And by the time that debate was over, it seems that the young Eliezer—caught up in the heat of argument—had managed to notice, for the first time, that the survival of Earth-originating intelligent life stood at risk.

It seems so strange, looking back, to think that there was a time when I thought that only individual lives were at stake in the future. What a profoundly friendlier world that was to live in . . . though it’s not as if I were thinking that at the time. I didn’t reject the possibility so much as manage to never see it in the first place. Once the topic actually came up, I saw it. I don’t really remember how that trick worked. There’s a reason why I refer to my past self in the third person.

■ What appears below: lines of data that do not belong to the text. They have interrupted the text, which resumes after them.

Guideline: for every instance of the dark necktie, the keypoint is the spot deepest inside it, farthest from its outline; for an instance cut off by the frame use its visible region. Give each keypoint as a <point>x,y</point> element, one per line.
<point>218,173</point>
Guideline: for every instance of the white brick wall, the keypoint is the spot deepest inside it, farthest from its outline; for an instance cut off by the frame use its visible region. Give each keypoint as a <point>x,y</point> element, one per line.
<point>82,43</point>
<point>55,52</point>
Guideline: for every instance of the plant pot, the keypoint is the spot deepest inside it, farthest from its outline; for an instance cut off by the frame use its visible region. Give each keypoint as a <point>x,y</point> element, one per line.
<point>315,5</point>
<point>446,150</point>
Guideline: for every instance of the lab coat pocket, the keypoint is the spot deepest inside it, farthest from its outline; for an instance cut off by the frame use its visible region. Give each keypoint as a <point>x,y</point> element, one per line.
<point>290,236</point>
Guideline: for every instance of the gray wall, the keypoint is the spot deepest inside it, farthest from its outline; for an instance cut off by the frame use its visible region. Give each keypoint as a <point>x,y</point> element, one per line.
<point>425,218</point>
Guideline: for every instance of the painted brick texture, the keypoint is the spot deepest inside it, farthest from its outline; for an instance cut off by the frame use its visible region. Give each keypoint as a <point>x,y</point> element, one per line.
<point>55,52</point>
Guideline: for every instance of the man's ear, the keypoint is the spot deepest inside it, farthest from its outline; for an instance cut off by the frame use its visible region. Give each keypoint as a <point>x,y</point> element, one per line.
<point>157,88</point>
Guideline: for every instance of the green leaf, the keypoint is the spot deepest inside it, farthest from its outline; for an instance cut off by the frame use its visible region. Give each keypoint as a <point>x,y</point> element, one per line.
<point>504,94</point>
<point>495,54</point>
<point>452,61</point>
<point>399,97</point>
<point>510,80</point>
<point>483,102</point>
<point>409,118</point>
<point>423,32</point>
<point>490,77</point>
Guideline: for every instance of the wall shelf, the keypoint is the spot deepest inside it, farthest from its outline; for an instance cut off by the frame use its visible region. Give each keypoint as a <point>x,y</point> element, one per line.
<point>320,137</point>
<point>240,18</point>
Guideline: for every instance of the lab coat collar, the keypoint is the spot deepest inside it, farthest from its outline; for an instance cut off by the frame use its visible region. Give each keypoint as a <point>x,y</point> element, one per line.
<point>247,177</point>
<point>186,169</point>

It may sound like Eliezer1998 was a complete idiot, but that would be a comfortable out, in a way; the truth is scarier. Eliezer1998 was a sharp Traditional Rationalist, as such things went. I knew hypotheses had to be testable, I knew that rationalization was not a permitted mental operation, I knew how to play Rationalist’s Taboo, I was obsessed with self-awareness . . . I didn’t quite understand the concept of “mysterious answers” . . . and no Bayes or Kahneman at all. But a sharp Traditional Rationalist, far above average . . . So what? Nature isn’t grading us on a curve. One step of departure from the Way, one shove of undue influence on your thought processes, can repeal all other protections.

One of the chief lessons I derive from looking back at my personal history is that it’s no wonder that, out there in the real world, a lot of people think that “intelligence isn’t everything,” or that rationalists don’t do better in real life. A little rationality, or even a lot of rationality, doesn’t pass the astronomically high barrier required for things to actually start working.

Let not my misinterpretation of the Right Way be blamed on Jerry Pournelle, my father, or science fiction generally. I think the young Eliezer’s personality imposed quite a bit of selectivity on which parts of their teachings made it through. It’s not as if Pournelle didn’t say: The rules change once you leave Earth, the cradle; if you’re careless sealing your pressure suit just once, you die. He said it quite a bit. But the words didn’t really seem important, because that was something that happened to third-party characters in the novels—the main character didn’t usually die halfway through, for some reason.

What was the lens through which I filtered these teachings? Hope. Optimism. Looking forward to a brighter future. That was the fundamental meaning of A Step Farther Out unto me, the lesson I took in contrast to the Sierra Club’s doom-and-gloom. On one side was rationality and hope, the other, ignorance and despair.

Some teenagers think they’re immortal and ride motorcycles. I was under no such illusion and quite reluctant to learn to drive, considering how unsafe those hurtling hunks of metal looked. But there was something more important to me than my own life: The Future. And I acted as if that were immortal. Lives could be lost, but not the Future.

And when I noticed that nanotechnology really was going to be a potentially extinction-level challenge?

The young Eliezer thought, explicitly, “Good heavens, how did I fail to notice this thing that should have been obvious? I must have been too emotionally attached to the benefits I expected from the technology; I must have flinched away from the thought of human extinction.”

And then . . .

I didn’t declare a Halt, Melt, and Catch Fire. I didn’t rethink all the conclusions that I’d developed with my prior attitude. I just managed to integrate it into my worldview, somehow, with a minimum of propagated changes. Old ideas and plans were challenged, but my mind found reasons to keep them. There was no systemic breakdown, unfortunately.

Most notably, I decided that we had to run full steam ahead on AI, so as to develop it before nanotechnology. Just like I’d been originally planning to do, but now, with a different reason.

I guess that’s what most human beings are like, isn’t it? Traditional Rationality wasn’t enough to change that.

But there did come a time when I fully realized my mistake. It just took a stronger boot to the head.

*

295

A Prodigy of Refutation

My Childhood Death Spiral described the core momentum carrying me into my mistake, an affective death spiral around something that Eliezer1996 called “intelligence.” I was also a technophile, pre-allergized against fearing the future. And I’d read a lot of science fiction built around personhood ethics—in which fear of the Alien puts humanity-at-large in the position of the bad guys, mistreating aliens or sentient AIs because they “aren’t human.”

That’s part of the ethos you acquire from science fiction—to define your in-group, your tribe, appropriately broadly. Hence my email address, [email protected].

So Eliezer1996 is out to build superintelligence, for the good of humanity and all sentient life.

At first, I think, the question of whether a superintelligence will/could be good/evil didn’t really occur to me as a separate topic of discussion. Just the standard intuition of, “Surely no supermind would be stupid enough to turn the galaxy into paperclips; surely, being so intelligent, it will also know what’s right far better than a human being could.”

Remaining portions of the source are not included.